Você é do leste ou do oeste? Assim que comecei a vir para Berlim, fazia essa pergunta para todo mundo que conhecia. Recebi como resposta algumas reações inusitadas. Lembro de um vendedor de uma loja descolada que me falou com muito orgulho: “do oeste, claro, de Wilmansdorf”, com destaque para o bairro tradicional do OESTE.
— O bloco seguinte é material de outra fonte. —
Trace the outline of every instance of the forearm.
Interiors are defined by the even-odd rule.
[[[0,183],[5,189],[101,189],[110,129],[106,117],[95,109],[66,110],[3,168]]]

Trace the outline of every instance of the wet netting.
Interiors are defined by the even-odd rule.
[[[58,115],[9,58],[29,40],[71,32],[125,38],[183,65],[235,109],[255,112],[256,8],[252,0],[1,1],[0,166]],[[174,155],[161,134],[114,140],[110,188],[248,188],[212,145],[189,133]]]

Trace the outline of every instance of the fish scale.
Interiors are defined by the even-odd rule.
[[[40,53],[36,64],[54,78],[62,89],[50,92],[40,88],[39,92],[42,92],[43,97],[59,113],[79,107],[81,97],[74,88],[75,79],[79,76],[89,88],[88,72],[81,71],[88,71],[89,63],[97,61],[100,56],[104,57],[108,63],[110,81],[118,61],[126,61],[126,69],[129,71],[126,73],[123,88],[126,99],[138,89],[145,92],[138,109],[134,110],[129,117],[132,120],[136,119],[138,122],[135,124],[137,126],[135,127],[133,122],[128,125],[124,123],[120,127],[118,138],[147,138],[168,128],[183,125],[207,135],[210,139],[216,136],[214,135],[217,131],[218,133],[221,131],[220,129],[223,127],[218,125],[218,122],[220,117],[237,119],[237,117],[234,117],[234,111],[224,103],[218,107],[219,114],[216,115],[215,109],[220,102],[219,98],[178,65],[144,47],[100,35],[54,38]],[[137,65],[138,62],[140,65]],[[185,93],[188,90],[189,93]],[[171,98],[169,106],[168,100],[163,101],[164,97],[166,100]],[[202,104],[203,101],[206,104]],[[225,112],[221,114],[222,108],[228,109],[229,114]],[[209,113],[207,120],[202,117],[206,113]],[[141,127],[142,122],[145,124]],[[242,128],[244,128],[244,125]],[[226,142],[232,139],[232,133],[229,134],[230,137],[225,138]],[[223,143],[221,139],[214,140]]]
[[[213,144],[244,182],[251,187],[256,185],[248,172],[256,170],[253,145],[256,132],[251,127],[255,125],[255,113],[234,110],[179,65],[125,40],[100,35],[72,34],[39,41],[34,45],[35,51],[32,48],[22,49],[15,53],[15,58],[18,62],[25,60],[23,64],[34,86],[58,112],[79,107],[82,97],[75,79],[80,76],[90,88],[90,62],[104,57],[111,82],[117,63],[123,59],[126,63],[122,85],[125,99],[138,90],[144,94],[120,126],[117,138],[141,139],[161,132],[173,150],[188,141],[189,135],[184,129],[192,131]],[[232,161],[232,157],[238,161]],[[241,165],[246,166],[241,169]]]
Uma vez tive um date com um cara que me disse que era do LESTE. Eu disse que adorava as pessoas do leste. Ele ficou chocado, admirado e disse: “nossa, mas que bom”.

E uma época me choquei quando vi que algumas pessoas usavam a palavra OST para chamar aquilo que era, hummm, meio cafona. Um amigo admitiu. “Sim, para a gente que é do oeste o pessoal do leste acaba sendo meio os nossos primos pobres.”

Passei a achar que chamar alguém de OST era como chamar de suburbano. E decidi que nunca, jamais, usaria essa palavra. E nunca usei.

O muro de Berlin caiu há 25 anos. A comemoração foi ontem e eu fui lá ver os balões de gás subindo. Todo mundo na cidade estava muito comovido. Eram mais de um milhão de pessoas nas ruas. Eu queria muito ter estado aqui em 89 quando o muro caiu. Não consigo imaginar coisa mais louca e histórica.

Mas fico meio chocada quando vejo que ainda existem essas diferenças entre leste e oeste na mesma cidade.

ostberlin

As pessoas do leste ganham menos que as do oeste. É fato. E lembro de uma curadora de arte do leste me contando isso tensa e falando: “não é um tabu para mim, você pode perguntar tudo o que você quiser”. Acabei nem perguntando nada. Eu queria ter perguntado se ela sofria preconceito por, além de ser do leste, ser de Dresden, uma cidade do leste, no interior, que foi totalmente destruída depois da Guerra. Nem perguntei porque a resposta seria óbvia. Claro que sim. Mulher, de Dresden, no meio das artes. Caipira! O meio das artes de Berlim, o das galerias, é tão esnobe como o de São Paulo. Acho que é assim no mundo todo.

A queda do muro de Berlim foi um acontecimento incrível e lindo e Berlim é um lugar do caralho. Mas um lugar do caralho cheio de loucuras (como todos lugares, até os que não são do caralho.)

Eu, do Brasil, nem do leste nem do oeste, continuo tendo simpatia pelas pessoas do leste. Frequento um shopping perto de casa onde quem vai é o povo do leste e ninguém fala ingles. E também não tem turista.

Ontem, estava todo mundo junto e misturado. Mas na vida real as diferenças ainda existem sim. “É recente”, eu penso para me conformar. E, ah, é dado. É mais usual, ainda, uma pessoa do leste (ou do oeste) casar com uma pessoa estrangeira do que um do leste com um do oeste. Bizarro. Mas eu só posso observar.

Mas tudo bem! Viva os 25 anos da queda do Muro de Berlim!